Justice is also an issue, when it comes to the debate on the morality of death penalty. Supporters of death penalty argue that the death sentence is demanded, in certain cases, for justice to be served. This argument is deeply rooted in the ‘an eye for an eye’ concept which is shared by America’s religious values. While justice might seem to be served to the victim, when a murderer is handed the death sentence, a question that arises is that, has justice been served to the culprit? With the highly sophisticated crimes of today, justice systems become affected, where errors occur in the course of investigations. This can lead to an innocent person being condemned to death. Even when it comes to the real murderers, there is no doubt that taking another person’s life cannot replace the life that he/she took (Dear, 2008). It doesn’t necessarily mean that justice has been served. Besides, there is no statistical evidence which shows that the death penalty deters potential murderers from committing their heinous crimes. While it is argued that the death penalty prevents the person from committing other crimes, a lesser sentence, like a life sentence, can adequately serve this purpose. It is on these grounds that the death penalty should be done away with and replaced with a lesser sentence such as a life sentence.
The death penalty will always be a significant and divisive issue in America. Congress has, continually, been partly supportive of the practice to instill fear and deter murders. However, there is no statistical evidence that the death penalty deters potential murderers from committing murder.
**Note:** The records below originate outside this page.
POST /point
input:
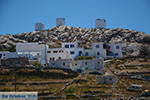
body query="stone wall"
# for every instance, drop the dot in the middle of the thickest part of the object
(109, 79)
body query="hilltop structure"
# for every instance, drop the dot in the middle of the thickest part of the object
(39, 27)
(66, 55)
(60, 21)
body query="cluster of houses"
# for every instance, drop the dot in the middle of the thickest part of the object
(66, 55)
(99, 23)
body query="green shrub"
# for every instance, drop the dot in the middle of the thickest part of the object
(71, 89)
(36, 64)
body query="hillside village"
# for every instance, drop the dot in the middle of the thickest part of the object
(103, 64)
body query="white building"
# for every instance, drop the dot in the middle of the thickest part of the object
(60, 21)
(3, 54)
(88, 65)
(100, 23)
(115, 50)
(67, 51)
(31, 50)
(39, 27)
(73, 49)
(53, 55)
(108, 79)
(97, 50)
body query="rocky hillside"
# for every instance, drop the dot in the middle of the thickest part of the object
(56, 35)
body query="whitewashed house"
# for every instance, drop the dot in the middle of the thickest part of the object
(73, 49)
(115, 50)
(53, 55)
(96, 50)
(60, 21)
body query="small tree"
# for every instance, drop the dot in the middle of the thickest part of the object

While the death penalty may be lawfully justifiable in the sense of the long held concept of ‘an eye for an eye’, it is barely morally justifiable since it goes against the moral principle of beneficence and nonmaleficence. A death penalty is just another way of causing more harm and putting more people to death, rather than upholding the sanctity of life. It does little to bring back to life the murdered person. A life sentence can be sufficiently able to prevent the murderer from committing more murders. It can help promote the goodness of mankind, which is to be kind and merciful even to a murderer. This will greatly enhance the concept of a moral society that is preoccupied with doing good things. Ultimately, this will likely benefit everyone.